In the past ten years retailers have shifted to foreigners-friendly marketing, rather than focusing on the bulk of the customers in the United States. In 2019, Chinese consumers accounted for around 35% of the total spend in the global luxury market and 90% of the growth in global luxury goods (Bain Capital).
In this context, how can luxury retailers weather this storm? A range of outcomes is possible. Decision makers should not assume the worst.
U.S. retailers worry about the extent to which American consumers will also be cutting their spending due to the current uncertain times.

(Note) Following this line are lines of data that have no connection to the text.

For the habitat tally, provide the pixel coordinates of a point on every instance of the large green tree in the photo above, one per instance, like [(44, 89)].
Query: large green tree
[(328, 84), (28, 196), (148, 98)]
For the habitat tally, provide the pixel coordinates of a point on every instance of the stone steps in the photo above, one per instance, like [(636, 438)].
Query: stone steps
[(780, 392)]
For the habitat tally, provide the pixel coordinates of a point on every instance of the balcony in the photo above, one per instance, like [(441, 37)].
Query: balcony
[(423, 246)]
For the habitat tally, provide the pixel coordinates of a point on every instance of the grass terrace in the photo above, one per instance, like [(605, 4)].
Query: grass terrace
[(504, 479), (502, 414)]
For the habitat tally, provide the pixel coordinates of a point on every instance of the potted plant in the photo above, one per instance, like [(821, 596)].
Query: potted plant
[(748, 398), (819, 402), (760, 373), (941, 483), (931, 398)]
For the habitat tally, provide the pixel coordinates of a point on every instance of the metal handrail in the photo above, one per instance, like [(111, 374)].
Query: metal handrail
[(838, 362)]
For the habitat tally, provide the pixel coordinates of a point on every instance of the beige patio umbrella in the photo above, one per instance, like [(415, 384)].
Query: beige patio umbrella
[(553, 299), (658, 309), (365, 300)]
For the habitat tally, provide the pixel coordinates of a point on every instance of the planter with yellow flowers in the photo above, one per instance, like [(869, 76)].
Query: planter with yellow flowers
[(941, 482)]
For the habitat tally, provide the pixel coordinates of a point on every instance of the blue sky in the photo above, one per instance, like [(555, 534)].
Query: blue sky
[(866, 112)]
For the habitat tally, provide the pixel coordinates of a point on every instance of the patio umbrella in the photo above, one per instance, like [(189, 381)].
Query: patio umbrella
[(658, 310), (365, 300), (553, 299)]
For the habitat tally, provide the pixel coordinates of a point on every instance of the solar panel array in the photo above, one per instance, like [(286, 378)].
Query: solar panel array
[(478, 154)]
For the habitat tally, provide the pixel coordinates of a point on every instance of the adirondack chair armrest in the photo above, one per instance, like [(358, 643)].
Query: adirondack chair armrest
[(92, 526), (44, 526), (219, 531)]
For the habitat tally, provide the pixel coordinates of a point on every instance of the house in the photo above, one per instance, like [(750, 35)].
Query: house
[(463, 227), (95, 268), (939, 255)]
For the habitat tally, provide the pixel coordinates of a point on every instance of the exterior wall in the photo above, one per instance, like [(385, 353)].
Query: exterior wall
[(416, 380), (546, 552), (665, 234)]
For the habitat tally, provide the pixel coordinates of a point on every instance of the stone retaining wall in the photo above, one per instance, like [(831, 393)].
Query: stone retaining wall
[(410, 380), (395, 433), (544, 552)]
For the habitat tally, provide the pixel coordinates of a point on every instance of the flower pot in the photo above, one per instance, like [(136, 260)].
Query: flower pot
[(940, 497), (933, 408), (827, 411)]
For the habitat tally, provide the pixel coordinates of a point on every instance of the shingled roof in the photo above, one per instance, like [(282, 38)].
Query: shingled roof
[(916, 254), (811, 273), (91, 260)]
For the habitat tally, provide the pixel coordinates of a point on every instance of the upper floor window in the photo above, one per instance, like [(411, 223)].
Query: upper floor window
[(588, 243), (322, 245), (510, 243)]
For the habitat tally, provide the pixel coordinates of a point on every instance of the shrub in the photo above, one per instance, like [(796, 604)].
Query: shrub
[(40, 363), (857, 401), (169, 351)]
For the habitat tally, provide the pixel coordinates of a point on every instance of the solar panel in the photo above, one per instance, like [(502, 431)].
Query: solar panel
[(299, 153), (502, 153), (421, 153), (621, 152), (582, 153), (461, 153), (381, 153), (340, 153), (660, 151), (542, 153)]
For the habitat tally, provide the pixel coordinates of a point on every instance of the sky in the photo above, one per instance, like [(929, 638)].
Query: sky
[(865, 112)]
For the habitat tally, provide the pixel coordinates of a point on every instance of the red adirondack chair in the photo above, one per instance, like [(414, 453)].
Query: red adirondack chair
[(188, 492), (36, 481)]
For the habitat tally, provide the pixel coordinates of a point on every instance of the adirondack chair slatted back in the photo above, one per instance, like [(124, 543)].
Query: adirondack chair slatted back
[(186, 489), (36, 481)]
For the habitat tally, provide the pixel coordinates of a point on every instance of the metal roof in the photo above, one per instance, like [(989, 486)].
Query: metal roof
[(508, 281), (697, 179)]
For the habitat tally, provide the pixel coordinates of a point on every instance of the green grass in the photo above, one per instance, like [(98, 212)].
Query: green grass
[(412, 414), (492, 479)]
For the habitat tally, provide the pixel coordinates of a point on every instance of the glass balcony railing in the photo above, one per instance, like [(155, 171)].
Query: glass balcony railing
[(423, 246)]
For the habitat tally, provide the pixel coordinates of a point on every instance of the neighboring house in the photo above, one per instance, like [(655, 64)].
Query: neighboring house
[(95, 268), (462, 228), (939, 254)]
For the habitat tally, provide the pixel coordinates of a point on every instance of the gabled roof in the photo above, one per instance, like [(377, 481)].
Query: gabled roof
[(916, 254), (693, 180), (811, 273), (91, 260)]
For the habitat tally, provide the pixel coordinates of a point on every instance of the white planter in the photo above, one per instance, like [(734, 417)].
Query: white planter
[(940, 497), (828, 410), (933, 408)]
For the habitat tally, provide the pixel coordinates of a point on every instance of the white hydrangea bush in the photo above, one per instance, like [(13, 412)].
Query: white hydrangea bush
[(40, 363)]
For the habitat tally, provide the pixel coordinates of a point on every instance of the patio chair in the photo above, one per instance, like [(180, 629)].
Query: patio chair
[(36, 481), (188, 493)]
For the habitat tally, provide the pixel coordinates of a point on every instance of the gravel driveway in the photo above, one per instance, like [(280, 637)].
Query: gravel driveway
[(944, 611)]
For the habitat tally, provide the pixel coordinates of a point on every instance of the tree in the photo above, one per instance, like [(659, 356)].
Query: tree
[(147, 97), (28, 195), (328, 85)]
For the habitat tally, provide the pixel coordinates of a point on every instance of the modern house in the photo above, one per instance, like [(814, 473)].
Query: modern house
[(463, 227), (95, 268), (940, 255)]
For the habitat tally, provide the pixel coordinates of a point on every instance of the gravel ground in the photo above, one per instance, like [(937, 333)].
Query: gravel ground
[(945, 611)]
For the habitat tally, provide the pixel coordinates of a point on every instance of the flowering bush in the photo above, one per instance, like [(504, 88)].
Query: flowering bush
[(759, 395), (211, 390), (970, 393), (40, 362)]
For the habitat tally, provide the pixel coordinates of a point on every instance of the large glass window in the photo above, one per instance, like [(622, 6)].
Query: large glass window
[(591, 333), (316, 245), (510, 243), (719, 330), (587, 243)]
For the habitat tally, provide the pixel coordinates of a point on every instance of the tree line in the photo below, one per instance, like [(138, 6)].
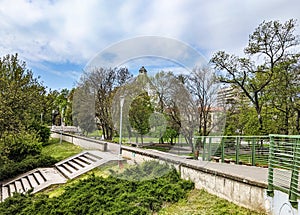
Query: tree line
[(266, 82)]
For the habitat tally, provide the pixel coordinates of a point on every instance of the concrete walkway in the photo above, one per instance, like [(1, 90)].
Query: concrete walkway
[(41, 178), (250, 174)]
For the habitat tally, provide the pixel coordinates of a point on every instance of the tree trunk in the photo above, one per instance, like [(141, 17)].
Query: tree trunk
[(298, 121)]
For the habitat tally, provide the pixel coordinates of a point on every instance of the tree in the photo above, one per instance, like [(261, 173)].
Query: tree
[(282, 93), (203, 85), (100, 85), (139, 114), (21, 96), (271, 43)]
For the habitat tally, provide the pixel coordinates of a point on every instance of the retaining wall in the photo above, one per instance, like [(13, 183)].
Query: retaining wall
[(249, 193), (86, 143), (246, 193)]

In our opinion, three broad economic scenarios might unfold: (1) a quick recovery, (2) a global slowdown, and (3) a pandemic-driven recession. We share McKinsey's analysis that the current prevalent pessimistic narrative (which both markets and policy makers seem to favor as they respond to the virus) underweights the possibility of a more optimistic outcome to COVID-19 evolution.
In addition, we believe that brands should both take care of their staff and consider refocus on the US digital consumer by revamp their targeting and loyalty programs.
Past peak-crisis, we invite retailers to “refocus and rediscover the American online customers". This can be done by reallocating resources to solidify market shares in the U.S.
US consumers are likely to increase their online shopping as witnessed in many countries. Consumers concerned by the impact of the virus on their business and their social life will likely find some stress-relief by turning to online shopping, at least to feel or re-created a sense of normality. In addition, consumers crave instant gratification products, especially during difficult times.
Digital shopping behaviors might extend to other retail segments such as luxury goods by accelerating pre-crisis trends: in 2019, fashion e-commerce accounted for 20 percent of the total fashion retail sales in the U.S.
Business services providers witness two clear opposite behaviors from brands. According to Yoni Elmalem, managing partner at Inbox America, a digital AI marketing and consulting firm for brands– states “while some brands are getting into ‘freeze mode’, others double-down on their digital ads spend targeting US consumers directly in their homes. Retailers who decide to stay close to their customers and maintain targeted online investments will spare themselves being forgotten when recovery is here."
Brands should carefully monitor for the peak virus and plan ahead to be ready to reinvest and come back into the market when new cases start to decline.
Business community executives have certainly a role to play to signal to consumers that fear is not an antidote against this crisis. Proper sanitary measures and trust in the fundamentals of the US economy are.